The least expensive option in the short run will probably be to use recycled stocks. However, costs of CFC-11 and CFC-12 are expected to more than double by 1996. Conversion of existing systems will often involve relatively simple changes such as a substitution of the compressor oil and/or replacement of gaskets. However, these converted systems will be 5 to 20% less efficient, increasing electrical power costs and decreasing maximum cooling capacity. Further improvements are possible, including changes in impeller size and/or speed, but could end up making the cost of conversion more expensive than replacing the system with one designed to use a substitute.

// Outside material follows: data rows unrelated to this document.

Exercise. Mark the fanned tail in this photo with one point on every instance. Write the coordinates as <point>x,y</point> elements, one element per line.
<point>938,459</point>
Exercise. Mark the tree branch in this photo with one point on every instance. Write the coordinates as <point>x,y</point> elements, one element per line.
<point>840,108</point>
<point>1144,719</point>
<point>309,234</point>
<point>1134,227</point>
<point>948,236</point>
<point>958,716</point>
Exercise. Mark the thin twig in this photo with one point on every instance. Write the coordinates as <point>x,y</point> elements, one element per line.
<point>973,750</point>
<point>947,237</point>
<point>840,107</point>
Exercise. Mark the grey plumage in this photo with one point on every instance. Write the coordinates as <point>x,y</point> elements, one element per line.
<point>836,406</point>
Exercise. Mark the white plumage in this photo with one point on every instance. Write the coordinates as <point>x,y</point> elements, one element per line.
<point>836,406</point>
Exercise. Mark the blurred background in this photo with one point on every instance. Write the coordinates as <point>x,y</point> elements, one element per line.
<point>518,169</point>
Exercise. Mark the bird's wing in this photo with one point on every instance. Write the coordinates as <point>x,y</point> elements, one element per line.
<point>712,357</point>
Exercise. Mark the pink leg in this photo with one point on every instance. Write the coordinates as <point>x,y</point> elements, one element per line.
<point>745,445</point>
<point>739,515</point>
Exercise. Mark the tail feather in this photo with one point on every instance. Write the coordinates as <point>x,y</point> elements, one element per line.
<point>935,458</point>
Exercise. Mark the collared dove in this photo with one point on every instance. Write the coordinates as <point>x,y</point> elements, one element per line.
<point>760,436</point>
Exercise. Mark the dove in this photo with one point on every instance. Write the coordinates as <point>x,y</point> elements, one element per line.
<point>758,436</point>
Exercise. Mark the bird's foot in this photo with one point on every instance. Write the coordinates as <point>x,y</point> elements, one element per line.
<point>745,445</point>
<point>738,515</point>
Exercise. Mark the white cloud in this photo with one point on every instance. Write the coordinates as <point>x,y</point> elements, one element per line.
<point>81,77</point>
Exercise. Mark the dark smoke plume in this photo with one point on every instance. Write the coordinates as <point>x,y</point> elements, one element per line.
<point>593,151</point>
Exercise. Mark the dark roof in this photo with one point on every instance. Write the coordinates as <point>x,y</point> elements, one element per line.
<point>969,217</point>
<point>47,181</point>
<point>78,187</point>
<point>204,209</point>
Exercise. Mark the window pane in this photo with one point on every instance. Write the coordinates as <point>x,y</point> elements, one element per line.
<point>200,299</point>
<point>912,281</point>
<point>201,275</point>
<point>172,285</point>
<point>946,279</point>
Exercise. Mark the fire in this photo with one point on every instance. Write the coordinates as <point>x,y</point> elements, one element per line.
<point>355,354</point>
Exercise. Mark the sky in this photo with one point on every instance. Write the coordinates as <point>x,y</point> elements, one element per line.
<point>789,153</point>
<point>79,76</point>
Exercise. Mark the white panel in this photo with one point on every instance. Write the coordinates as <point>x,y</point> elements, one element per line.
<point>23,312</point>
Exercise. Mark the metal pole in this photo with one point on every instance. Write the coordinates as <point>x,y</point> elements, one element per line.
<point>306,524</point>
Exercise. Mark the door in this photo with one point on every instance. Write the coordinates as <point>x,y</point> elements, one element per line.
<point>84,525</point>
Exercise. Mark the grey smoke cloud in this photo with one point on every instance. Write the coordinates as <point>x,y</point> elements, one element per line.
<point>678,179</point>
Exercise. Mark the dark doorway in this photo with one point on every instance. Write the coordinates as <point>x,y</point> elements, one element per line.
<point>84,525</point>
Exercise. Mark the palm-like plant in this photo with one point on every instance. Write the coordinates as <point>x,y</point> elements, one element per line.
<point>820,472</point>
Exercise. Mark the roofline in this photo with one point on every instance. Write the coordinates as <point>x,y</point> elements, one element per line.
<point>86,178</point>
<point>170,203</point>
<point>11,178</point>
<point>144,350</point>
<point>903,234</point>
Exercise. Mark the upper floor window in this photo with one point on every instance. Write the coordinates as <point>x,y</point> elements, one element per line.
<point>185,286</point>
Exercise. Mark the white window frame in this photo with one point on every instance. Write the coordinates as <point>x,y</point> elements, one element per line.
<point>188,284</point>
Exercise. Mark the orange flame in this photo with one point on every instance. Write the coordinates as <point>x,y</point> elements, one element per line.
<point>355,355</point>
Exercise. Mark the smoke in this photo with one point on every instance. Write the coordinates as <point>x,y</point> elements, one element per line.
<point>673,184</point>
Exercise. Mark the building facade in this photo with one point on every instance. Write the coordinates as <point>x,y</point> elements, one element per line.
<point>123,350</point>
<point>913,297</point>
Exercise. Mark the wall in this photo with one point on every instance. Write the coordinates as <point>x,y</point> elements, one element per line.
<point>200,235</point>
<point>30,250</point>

Users will also have to decide which substitute to use. An important consideration here is the fact that HCFCs will have strong production constraints early in the next century. Concern has also been expressed about the safety of some substitutes and their tendency to accelerate degradation of system components. For instance, some substitutes are so toxic they require special installation procedures, and are considered inappropriate for use near people, such as in supermarket refrigeration. Consideration also must be given to the global warming potential of substitutes, since those with high global warming potentials probably will be regulated in the future. Furthermore, less efficient systems will contribute indirectly to global warming since the ultimate sources of energy to run refrigerating systems are usually natural gas and coal, both of which emit carbon dioxide, the primary global warming gas.

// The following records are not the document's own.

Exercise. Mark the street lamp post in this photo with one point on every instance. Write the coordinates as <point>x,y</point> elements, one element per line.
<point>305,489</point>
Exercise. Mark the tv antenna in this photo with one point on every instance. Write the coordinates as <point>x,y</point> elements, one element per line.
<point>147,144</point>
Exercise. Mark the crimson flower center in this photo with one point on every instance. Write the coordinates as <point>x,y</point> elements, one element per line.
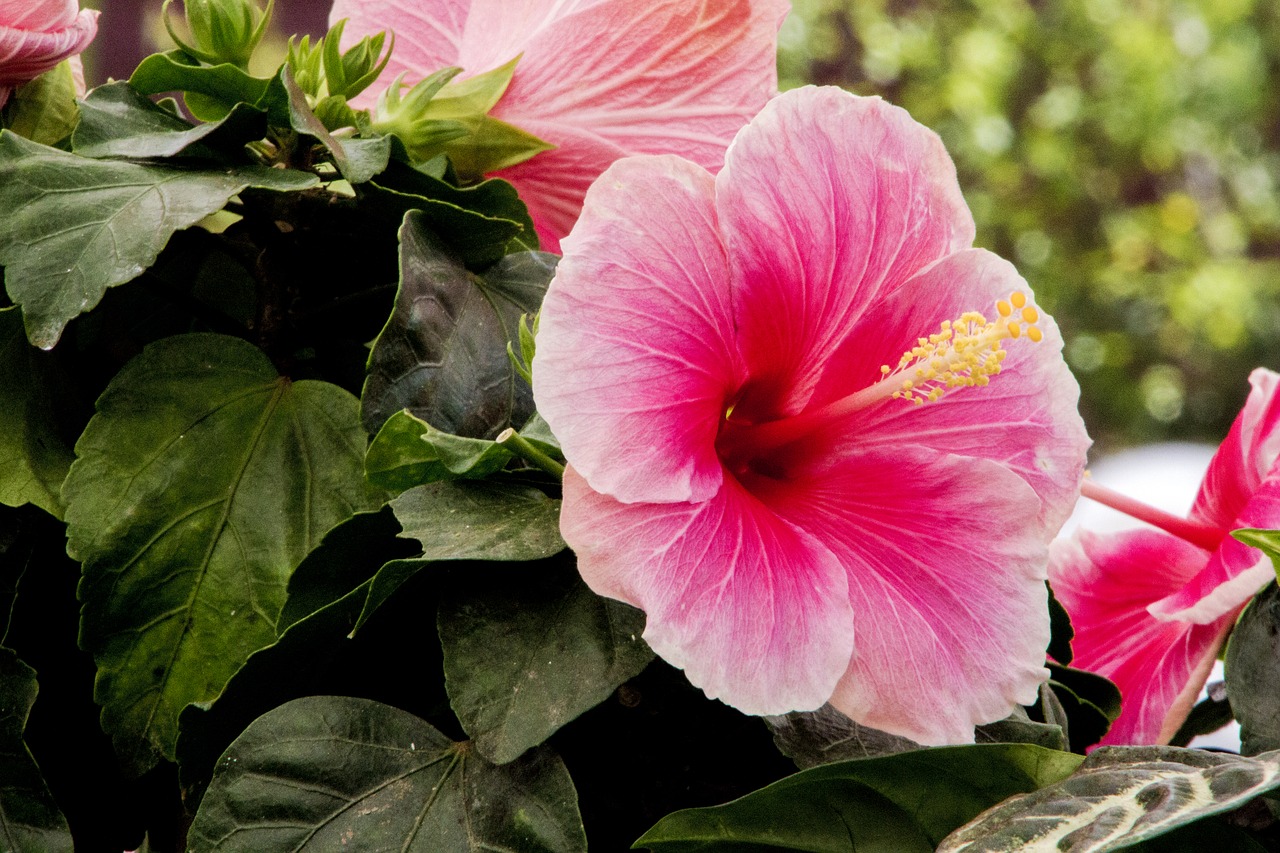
<point>963,352</point>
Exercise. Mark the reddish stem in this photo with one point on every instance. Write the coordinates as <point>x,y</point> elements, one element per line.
<point>1202,536</point>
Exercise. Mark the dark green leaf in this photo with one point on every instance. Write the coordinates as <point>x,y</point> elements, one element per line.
<point>408,451</point>
<point>1018,728</point>
<point>1253,673</point>
<point>1206,717</point>
<point>1089,687</point>
<point>307,658</point>
<point>348,555</point>
<point>220,86</point>
<point>1082,702</point>
<point>1120,796</point>
<point>1266,541</point>
<point>464,520</point>
<point>901,803</point>
<point>526,652</point>
<point>826,735</point>
<point>1060,632</point>
<point>76,227</point>
<point>200,483</point>
<point>443,352</point>
<point>481,223</point>
<point>44,110</point>
<point>321,772</point>
<point>33,460</point>
<point>118,122</point>
<point>28,817</point>
<point>357,160</point>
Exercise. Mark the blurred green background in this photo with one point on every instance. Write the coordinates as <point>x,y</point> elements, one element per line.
<point>1124,154</point>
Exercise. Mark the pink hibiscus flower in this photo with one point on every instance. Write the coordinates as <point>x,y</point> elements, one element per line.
<point>597,78</point>
<point>746,466</point>
<point>36,35</point>
<point>1151,609</point>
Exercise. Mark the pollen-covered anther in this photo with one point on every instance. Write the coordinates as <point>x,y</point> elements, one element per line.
<point>964,352</point>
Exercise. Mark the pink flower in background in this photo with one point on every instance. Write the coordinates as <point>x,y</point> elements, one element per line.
<point>750,457</point>
<point>1151,609</point>
<point>36,35</point>
<point>597,78</point>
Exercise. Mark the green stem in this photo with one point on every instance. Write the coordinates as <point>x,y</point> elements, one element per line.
<point>522,447</point>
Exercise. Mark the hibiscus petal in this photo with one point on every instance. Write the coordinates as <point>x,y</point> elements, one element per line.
<point>1246,457</point>
<point>946,583</point>
<point>666,77</point>
<point>41,16</point>
<point>1024,419</point>
<point>828,201</point>
<point>635,356</point>
<point>1234,574</point>
<point>753,610</point>
<point>428,36</point>
<point>1106,584</point>
<point>553,183</point>
<point>27,54</point>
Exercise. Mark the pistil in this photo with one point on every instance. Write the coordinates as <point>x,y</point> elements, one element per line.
<point>964,352</point>
<point>1201,536</point>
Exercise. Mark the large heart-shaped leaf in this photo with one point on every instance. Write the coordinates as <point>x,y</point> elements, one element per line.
<point>528,651</point>
<point>211,90</point>
<point>325,772</point>
<point>1120,796</point>
<point>200,483</point>
<point>28,817</point>
<point>826,735</point>
<point>467,521</point>
<point>1253,673</point>
<point>76,227</point>
<point>443,352</point>
<point>480,222</point>
<point>33,460</point>
<point>901,803</point>
<point>348,556</point>
<point>119,122</point>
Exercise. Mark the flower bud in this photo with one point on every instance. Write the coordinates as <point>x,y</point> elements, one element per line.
<point>439,115</point>
<point>222,31</point>
<point>350,73</point>
<point>306,62</point>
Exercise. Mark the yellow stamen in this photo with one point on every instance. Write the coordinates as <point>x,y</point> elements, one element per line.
<point>963,354</point>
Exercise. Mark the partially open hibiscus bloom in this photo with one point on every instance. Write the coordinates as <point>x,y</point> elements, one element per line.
<point>595,78</point>
<point>36,35</point>
<point>809,500</point>
<point>1152,607</point>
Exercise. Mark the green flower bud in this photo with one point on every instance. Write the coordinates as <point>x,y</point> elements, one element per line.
<point>222,31</point>
<point>406,115</point>
<point>306,62</point>
<point>351,73</point>
<point>439,115</point>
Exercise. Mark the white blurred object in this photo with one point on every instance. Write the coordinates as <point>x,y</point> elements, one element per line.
<point>1165,477</point>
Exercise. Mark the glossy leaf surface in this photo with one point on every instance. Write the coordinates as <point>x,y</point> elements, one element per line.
<point>200,483</point>
<point>323,772</point>
<point>60,258</point>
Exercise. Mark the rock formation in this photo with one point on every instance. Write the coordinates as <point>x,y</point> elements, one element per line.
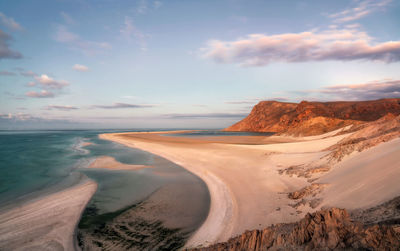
<point>330,229</point>
<point>313,118</point>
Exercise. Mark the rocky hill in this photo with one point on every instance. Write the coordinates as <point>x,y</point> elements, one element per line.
<point>330,229</point>
<point>313,118</point>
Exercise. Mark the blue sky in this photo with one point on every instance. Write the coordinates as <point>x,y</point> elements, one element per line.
<point>188,64</point>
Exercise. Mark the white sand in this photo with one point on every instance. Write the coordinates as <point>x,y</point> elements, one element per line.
<point>46,223</point>
<point>247,191</point>
<point>365,179</point>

Besides the consequences of the Montreal Protocol's ban on CFCs, agriculture will also be affected by new regulations on the use and production of methyl bromide (table 1). This material has a relatively short lifetime in the atmosphere (approximately 1.5 years), but per molecule is a much more effective destroyer of ozone than are CFCs. Methyl bromide is used extensively in developed countries as a soil and produce fumigant. In developing countries, methyl bromide is also a quarantine fumigant, required for fruits, vegetables, forestry products, cotton, cocoa, coffee beans, and grains before export to developed countries. In 1995, production of non-quarantine methyl bromide will be frozen at the 1991 level; future controls are likely.

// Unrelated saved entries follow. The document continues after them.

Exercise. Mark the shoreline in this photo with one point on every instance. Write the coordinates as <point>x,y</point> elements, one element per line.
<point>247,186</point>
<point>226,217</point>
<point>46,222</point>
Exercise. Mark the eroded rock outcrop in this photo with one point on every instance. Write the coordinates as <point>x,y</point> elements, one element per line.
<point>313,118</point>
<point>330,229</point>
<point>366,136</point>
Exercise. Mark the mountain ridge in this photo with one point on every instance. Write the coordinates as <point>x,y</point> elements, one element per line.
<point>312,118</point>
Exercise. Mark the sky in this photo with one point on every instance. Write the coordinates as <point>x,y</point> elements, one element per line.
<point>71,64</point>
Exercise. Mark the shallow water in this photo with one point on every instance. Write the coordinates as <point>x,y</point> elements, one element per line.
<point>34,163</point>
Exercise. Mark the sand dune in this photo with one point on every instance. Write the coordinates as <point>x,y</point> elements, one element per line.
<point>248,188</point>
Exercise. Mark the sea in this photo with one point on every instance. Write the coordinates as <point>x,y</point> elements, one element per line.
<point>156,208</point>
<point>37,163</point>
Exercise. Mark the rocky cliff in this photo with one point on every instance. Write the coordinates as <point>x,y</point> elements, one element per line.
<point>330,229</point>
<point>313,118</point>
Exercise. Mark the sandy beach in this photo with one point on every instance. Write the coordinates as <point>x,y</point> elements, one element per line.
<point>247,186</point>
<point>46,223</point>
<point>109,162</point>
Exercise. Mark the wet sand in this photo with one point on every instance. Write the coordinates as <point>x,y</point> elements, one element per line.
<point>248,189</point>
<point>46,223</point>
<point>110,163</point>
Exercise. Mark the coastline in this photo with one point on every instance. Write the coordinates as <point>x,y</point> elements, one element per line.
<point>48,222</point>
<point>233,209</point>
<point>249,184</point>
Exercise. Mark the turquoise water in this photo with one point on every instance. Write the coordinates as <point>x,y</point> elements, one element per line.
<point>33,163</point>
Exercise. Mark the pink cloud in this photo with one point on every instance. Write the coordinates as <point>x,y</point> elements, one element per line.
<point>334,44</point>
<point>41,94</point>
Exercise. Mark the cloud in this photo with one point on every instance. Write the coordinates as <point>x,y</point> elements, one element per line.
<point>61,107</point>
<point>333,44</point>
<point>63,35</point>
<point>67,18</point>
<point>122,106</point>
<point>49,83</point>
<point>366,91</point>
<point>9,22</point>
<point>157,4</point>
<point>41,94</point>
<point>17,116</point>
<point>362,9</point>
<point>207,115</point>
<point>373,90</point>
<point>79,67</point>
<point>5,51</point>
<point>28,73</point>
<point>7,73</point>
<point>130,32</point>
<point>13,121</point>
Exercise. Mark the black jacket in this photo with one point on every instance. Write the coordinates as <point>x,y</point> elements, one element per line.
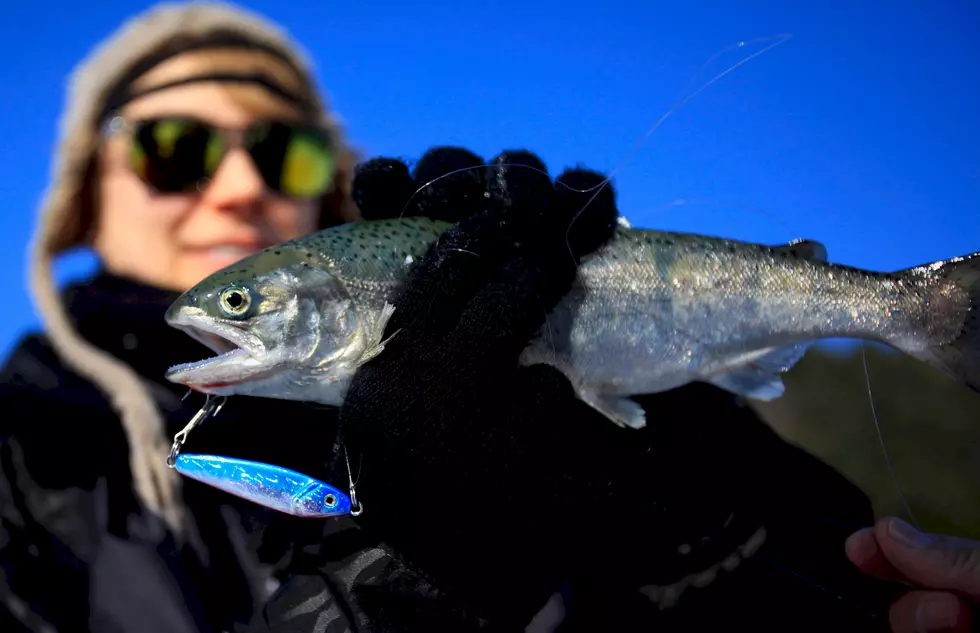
<point>75,551</point>
<point>76,554</point>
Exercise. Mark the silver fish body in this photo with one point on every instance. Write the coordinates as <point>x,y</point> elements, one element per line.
<point>647,312</point>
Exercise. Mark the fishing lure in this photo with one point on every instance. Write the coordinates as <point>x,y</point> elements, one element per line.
<point>268,485</point>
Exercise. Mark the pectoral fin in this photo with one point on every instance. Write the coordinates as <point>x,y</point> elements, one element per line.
<point>751,383</point>
<point>759,378</point>
<point>621,410</point>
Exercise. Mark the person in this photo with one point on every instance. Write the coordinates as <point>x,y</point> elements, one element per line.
<point>194,135</point>
<point>943,571</point>
<point>96,536</point>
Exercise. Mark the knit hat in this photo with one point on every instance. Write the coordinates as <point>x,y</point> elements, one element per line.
<point>66,218</point>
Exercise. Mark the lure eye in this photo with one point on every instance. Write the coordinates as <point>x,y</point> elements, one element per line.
<point>235,302</point>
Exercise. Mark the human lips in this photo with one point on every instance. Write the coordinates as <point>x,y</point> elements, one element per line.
<point>227,251</point>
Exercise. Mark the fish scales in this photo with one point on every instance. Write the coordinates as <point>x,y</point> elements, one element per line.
<point>648,311</point>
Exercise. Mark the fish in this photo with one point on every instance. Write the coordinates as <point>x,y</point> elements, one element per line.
<point>267,485</point>
<point>647,312</point>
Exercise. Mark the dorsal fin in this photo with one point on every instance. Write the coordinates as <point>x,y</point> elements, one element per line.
<point>806,249</point>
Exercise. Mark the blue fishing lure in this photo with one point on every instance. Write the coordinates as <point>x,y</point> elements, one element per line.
<point>267,485</point>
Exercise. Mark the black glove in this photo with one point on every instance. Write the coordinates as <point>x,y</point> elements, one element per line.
<point>487,485</point>
<point>495,483</point>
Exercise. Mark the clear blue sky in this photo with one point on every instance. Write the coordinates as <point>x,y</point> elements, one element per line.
<point>860,131</point>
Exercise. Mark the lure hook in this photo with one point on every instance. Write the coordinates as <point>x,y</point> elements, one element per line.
<point>210,408</point>
<point>356,507</point>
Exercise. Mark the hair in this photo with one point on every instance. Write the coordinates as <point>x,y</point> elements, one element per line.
<point>100,84</point>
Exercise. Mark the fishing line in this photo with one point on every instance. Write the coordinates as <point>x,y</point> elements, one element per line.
<point>683,100</point>
<point>772,42</point>
<point>881,439</point>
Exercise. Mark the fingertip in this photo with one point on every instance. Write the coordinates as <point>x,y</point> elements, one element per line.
<point>381,188</point>
<point>588,201</point>
<point>930,612</point>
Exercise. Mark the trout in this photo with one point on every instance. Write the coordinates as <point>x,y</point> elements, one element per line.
<point>649,311</point>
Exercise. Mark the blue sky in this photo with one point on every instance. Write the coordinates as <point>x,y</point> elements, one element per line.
<point>860,131</point>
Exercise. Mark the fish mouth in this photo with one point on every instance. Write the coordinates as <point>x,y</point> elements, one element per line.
<point>238,352</point>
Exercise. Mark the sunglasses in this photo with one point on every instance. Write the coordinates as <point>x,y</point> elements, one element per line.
<point>182,154</point>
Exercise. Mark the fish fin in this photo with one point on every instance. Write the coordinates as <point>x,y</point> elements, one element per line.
<point>780,359</point>
<point>750,382</point>
<point>378,332</point>
<point>958,358</point>
<point>758,378</point>
<point>806,249</point>
<point>620,409</point>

TABLE 1. Common stratospheric ozone-depleting sub-stances
This report has outlined some of the theory and observations behind the assertion that stratospheric ozone concentrations are decreasing due to human-caused releases of chlorine-and bromine-containing substances, and that these decreases could have a substantial impact on human health and agricultural production. It has also outlined the international response to this problem, including limits on production of many important chemical materials used in and outside agriculture. It has tried to outline the decisions individual farmers, food processors, and others may face in response to curtailed production of these materials. However, it has not been the intent of this paper to fully explore the available options or to recommend specific actions. Frequently those will be made by refrigeration suppliers and contractors. However, it is hoped this paper will give agricultural industry owners and managers a better understanding of their options so they can make the best long-range decisions for their businesses and the environment.